AI Coding Training Now Available: Learn the Dibe Coding Methodology

October 23, 2025 | 13 min Read

Over the past two years, AI coding has exploded — with tools and demos promising to transform how we build software. Yet many teams, especially in enterprise environments, still struggle to move beyond experimentation. The challenge isn’t access to AI—it’s mastering how to work with it effectively.

Most tutorials, videos, and articles focus on individual techniques, tools, or prompt tricks. Many follow what we call ‘vibe coding’—loosely trying things until it works—or showcase highly polished demo videos that create FOMO and expectations that rarely hold in real projects. But AI coding fundamentally changes the developer’s role. Instead of playing every note by hand, you now conduct the orchestra—guiding, structuring, and shaping the outcome while the AI performs the execution.

It’s an inspiring shift, but also a demanding one—and it’s unrealistic to expect developers to master it on the fly through scattered tutorials and trial and error while still delivering in their daily projects. What’s been missing is a structured, end-to-end approach—one that shows how to work with AI productively and reliably within real projects and existing codebases.

At EclipseSource, we explored every major tool, technique, and workflow from the very beginning—adapting existing solutions and even building our own where necessary. Through systematic experimentation, shared experience across real-world projects, and numerous workshops, we discovered what truly matters: not more tools, but a pragmatic, tool-agnostic methodology.

That structured approach became Dibe Coding—and today, it’s available as a comprehensive training for developers and teams.

TL;DR — Dibe Coding in a Nutshell

Dibe Coding is a structured, tool-agnostic methodology for professional AI-assisted development. It replaces ad-hoc prompting and trial-and-error with a clear, repeatable process for delegating, defining, reviewing, and refining work with AI—across any tool or tech stack.

The new AI Dibe Coding Training teaches this process step by step, turning AI coding from experimentation into a reliable, professional practice.

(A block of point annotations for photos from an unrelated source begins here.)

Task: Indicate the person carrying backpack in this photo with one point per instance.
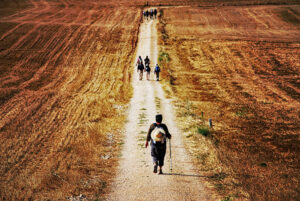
(157, 135)
(147, 60)
(140, 67)
(157, 71)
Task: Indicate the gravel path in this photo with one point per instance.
(135, 179)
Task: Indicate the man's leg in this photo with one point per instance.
(161, 158)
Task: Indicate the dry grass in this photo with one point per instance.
(64, 85)
(239, 66)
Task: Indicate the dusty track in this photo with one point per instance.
(63, 82)
(135, 179)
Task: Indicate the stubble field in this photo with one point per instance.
(240, 67)
(64, 83)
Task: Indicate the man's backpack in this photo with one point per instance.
(157, 69)
(158, 135)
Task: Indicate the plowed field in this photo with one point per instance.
(64, 80)
(240, 66)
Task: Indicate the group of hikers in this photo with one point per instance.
(145, 67)
(152, 14)
(158, 132)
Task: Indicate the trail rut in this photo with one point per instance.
(135, 179)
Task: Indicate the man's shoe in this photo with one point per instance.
(155, 169)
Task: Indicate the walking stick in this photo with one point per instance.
(170, 155)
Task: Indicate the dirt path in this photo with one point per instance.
(135, 179)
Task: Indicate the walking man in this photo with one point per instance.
(157, 135)
(140, 67)
(148, 70)
(147, 60)
(157, 71)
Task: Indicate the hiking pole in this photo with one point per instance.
(170, 155)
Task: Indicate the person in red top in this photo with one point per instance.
(157, 134)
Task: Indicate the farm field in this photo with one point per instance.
(64, 83)
(240, 66)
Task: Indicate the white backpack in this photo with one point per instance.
(158, 135)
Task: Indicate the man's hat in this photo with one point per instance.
(158, 118)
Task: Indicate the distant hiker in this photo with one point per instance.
(155, 12)
(147, 60)
(140, 67)
(148, 70)
(157, 135)
(157, 71)
(151, 13)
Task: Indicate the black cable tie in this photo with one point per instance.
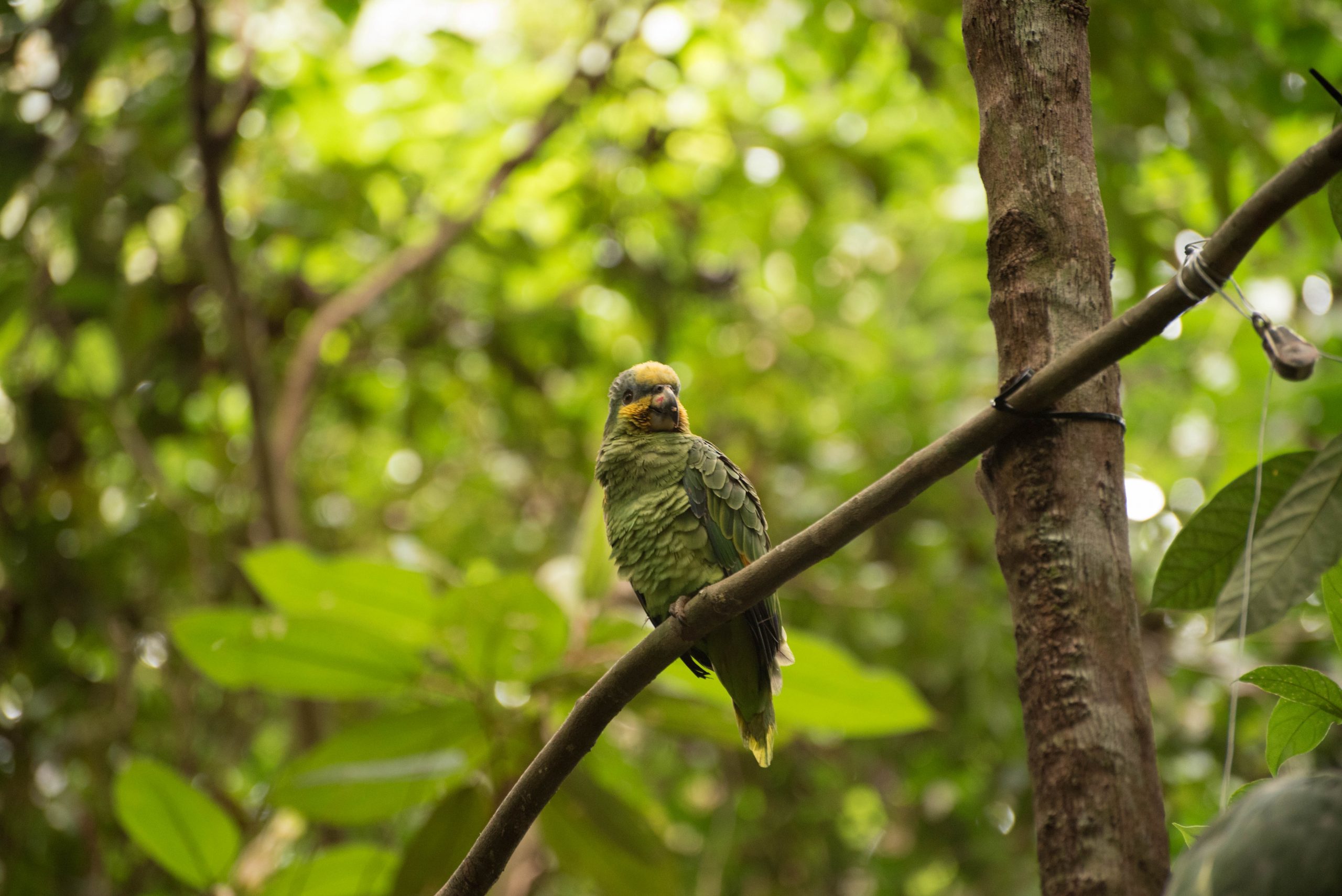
(1324, 82)
(1022, 379)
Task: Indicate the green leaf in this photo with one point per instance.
(827, 693)
(1297, 683)
(294, 657)
(1330, 592)
(180, 828)
(442, 843)
(1203, 554)
(1191, 832)
(506, 631)
(383, 767)
(1300, 542)
(1294, 729)
(1243, 791)
(351, 870)
(377, 597)
(598, 836)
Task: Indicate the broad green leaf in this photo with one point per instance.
(377, 597)
(1203, 554)
(1301, 539)
(180, 828)
(1189, 832)
(506, 631)
(379, 768)
(1294, 729)
(1243, 791)
(598, 836)
(351, 870)
(1330, 592)
(828, 693)
(442, 843)
(1297, 683)
(294, 656)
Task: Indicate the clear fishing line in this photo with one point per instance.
(1244, 597)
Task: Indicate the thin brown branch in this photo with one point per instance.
(291, 409)
(248, 337)
(734, 595)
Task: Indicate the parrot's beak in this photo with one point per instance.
(665, 411)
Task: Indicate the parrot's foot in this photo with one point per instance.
(677, 609)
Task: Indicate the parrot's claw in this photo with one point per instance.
(677, 609)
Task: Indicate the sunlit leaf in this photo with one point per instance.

🎯 Ideal for: developers, teams, and organizations adopting AI coding in real projects and existing codebases.

It’s delivered entirely online, so you can learn anytime, from anywhere, and progress completely at your own pace.

Now available in early access at 50% off the regular price. Early access participants receive lifetime access to all future updates and extensions at no additional cost.

👉 Get the training now

“The most immediate change I saw was my success rate. Before the training, AI coding felt like a lottery—maybe 1 in 10 tasks worked well for me. Now, with the Dibe Coding process, I’m consistently at around a 90% perceived success rate for my daily tasks. It’s transformed AI coding from an experiment into a predictable, high-value tool.”
— Senior Developer, Early Access Participant

Why Dibe Coding

AI coding has arrived—but many developers are still navigating it without a map, because no real one exists yet. The resources available online are diluted with exaggerated promises, vibe coding click-baits, or even suggest to replace developers entirely. With Dibe Coding, we take a realistic approach that is rooted in our daily practice in complex, real-world development projects, and our urge to deliver sustainable, predictable results and not just demos and proof-of-concepts.

This chapter explains why Dibe Coding was created and what makes it different. If you’ve ever watched a polished AI demo and wondered, “Why doesn’t it work like that for me?”, you’re not alone.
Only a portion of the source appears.